What Darby constructed in the nineteenth century was not a recovery of suppressed biblical truth. It was a new architecture, and embedded in that architecture was a new sin: insufficient support for the Jewish national project.
This is original sin’s mechanism applied wholesale. Original sin, in its classical formulation, is not a wrong the individual commits. It is a condition the individual inherits, already operative before the first choice is made. Darby’s system produced the structural equivalent.
A Christian born into the tradition of the Scofield Bible does not decide to regard Israel as theologically protected. They receive it. The guilt for non-support is in place before they arrive. To question it is not to raise a disagreement. It is to discover that dissent has been pre-classified as faithlessness.
The Reformers had a name for this: will-worship. The imposition of obligations God has not imposed, dressed in the language of divine requirement. The obligation to support a nation-state was not received from the prophets. It was manufactured in the nineteenth century, refined for mass distribution in the twentieth, and delivered to the twenty-first as though it had always been there. That it feels ancient is not evidence that it is. It is evidence that it works.
The Exchange
A created thing. A nation-state with borders, an army, and a government. Which has been wrapped in the language of ultimate significance and placed beyond prophetic challenge. The mechanism Paul describes in Romans 1 is precisely this: exchange. The living God, who judges nations, has been exchanged for a nation that may not be judged.

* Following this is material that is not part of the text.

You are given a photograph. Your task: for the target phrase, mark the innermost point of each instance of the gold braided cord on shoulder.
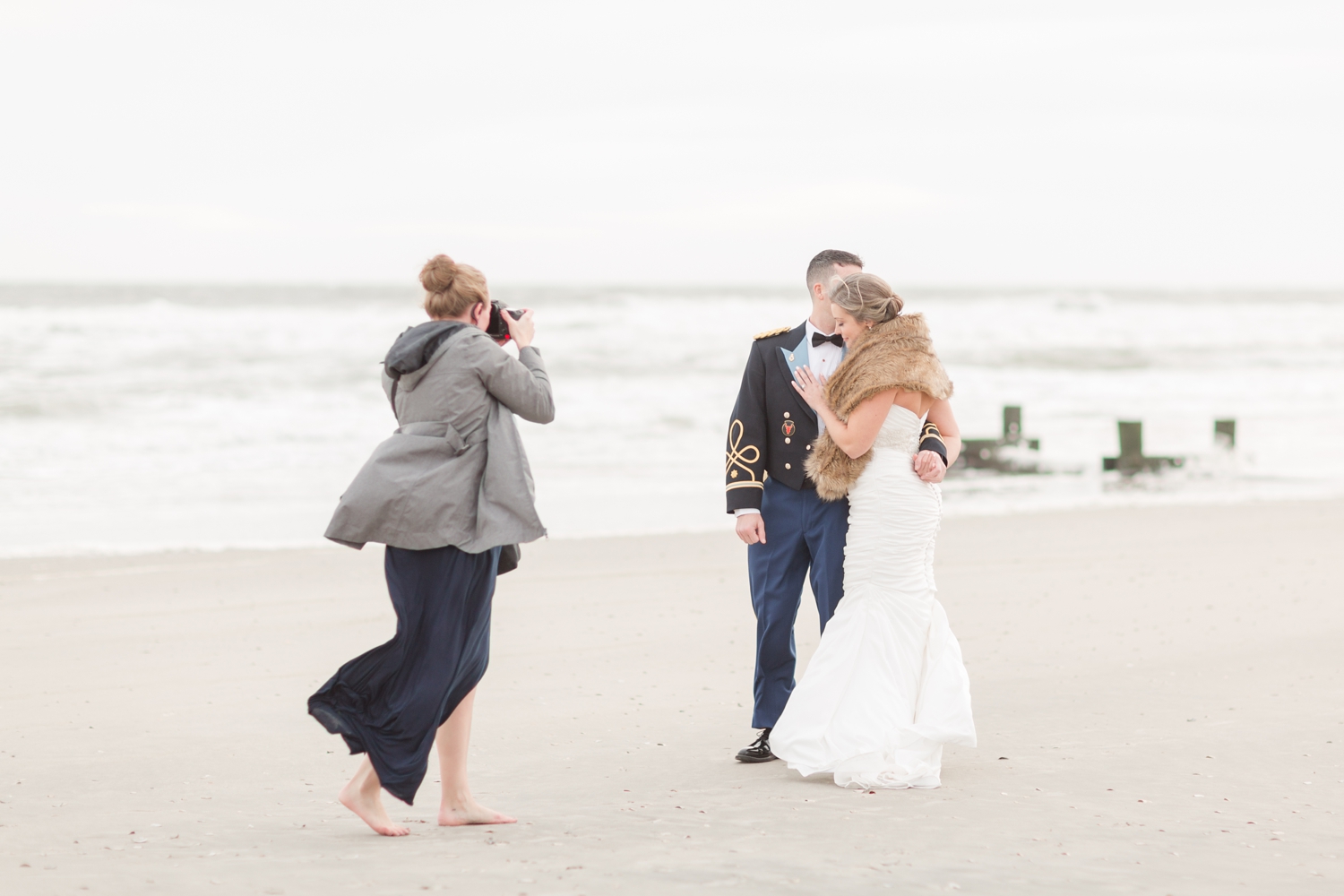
(738, 460)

What is lost in this exchange is not accurate geopolitics. What is lost is the prophetic function of the Church. When Christianity sanctions a nation-state with divine authority, it surrenders the only ground from which it can speak truthfully to power. The prophet does not bless the king unconditionally. They stand before the king and say: “You have sinned.” Nathan before David. Elijah before Ahab. The Church before Caesar. This is not political opposition. It is the Church being the Church.
Huckabee does not stand before Israel and say: “You have sinned.” He stands before American Christians and says that the relationship transcends judgment because the Bible requires it. He has not recovered the prophetic tradition. He has abolished it and called the abolition faithfulness.
A Banner Raised
The response that has proven faithful in every prior instance of this corruption is a return to the sources, to the prophetic tradition, and to a God who has never, in either Testament, exempted his people from the obligation to be examined. Brueggemann calls this the task of the prophet: to keep alive the memory of a God who cannot be domesticated, managed, or deployed in service of power.
The door of the church. The Orthodox Jew who cannot enter because he knows idolatry when he sees it. He is looking in the right place. The question American evangelical Christianity will eventually have to answer is the one the prophets always asked: “What have you put in the place of God?”
For a growing and influential sector of that tradition, the answer is not complicated. It has a flag.